In class, we've seen how to implement interpreters for eager languages with first-class functions. We saw two different implementation strategies: by substitution and by delayed substitution (henceforth, environments). We've explored and will explore delayed substitution in some depth.

When we were still implementing a first-order language, we saw that the semantic difference between the lazy and eager languages led to implementation differences. You should naturally be intrigued by whether this is true for a language with first-class functions also.

This homework will quell your curiosity. In this assignment, you must implement an interpreter with environments (and no subst function or equivalent) for a statically-scoped language with first-class functions that employs a lazy application semantics. If that sounds like a mouthful, and it does, here's the relevant difference from what we're doing in class: make application lazy, not eager.

Your version of Rip must contain the following language constructs:

• numbers
• addition
• let
• variables
• proc
• application

You may get rid of let using a transforming pre-processor if you wish.

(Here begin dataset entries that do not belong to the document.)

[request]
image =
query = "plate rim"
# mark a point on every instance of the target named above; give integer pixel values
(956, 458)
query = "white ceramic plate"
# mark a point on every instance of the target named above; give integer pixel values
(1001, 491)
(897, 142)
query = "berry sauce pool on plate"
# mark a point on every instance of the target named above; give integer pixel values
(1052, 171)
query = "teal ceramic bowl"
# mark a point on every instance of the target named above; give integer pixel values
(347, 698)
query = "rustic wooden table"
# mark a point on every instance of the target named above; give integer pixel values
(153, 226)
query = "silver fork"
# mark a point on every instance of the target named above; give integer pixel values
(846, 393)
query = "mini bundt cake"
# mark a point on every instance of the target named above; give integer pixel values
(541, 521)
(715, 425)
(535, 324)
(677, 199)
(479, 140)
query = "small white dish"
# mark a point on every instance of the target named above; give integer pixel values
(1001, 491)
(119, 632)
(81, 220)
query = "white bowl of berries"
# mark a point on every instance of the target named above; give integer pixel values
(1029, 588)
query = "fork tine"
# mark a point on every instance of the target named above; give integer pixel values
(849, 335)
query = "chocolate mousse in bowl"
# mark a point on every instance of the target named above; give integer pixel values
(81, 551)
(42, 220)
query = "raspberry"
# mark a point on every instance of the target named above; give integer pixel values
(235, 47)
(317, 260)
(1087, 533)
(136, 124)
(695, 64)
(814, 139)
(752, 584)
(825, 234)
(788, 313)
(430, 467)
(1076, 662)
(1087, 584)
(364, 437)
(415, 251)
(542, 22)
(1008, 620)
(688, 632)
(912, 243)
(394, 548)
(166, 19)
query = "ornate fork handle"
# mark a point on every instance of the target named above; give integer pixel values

For this assignment, you will have to abandon your macho/macha programming ways. First, you must program in Scheme. Second, we will grade you on the quality of your data definitions, contracts, purpose statements, adherence to the data definition, and test cases, in addition to the quality and correctness of the actual functions. You do not need to provide templates, though you are certainly welcome to use them and, if you include them, we will rejoice. (Just a little bit.)

Interface

You must provide at least one procedure, run. (We will not assume the names of any other procedures, nor will we invoke them.) We will provide run a quoted Rip program. The procedure must compute the result of evaluating the Rip program (if any). For example,

> (run '{+ 1 2})
3
> (run '{let {f {proc {x} x}} {f 4}})
4

If you don't understand this use of quote, ask the TAs.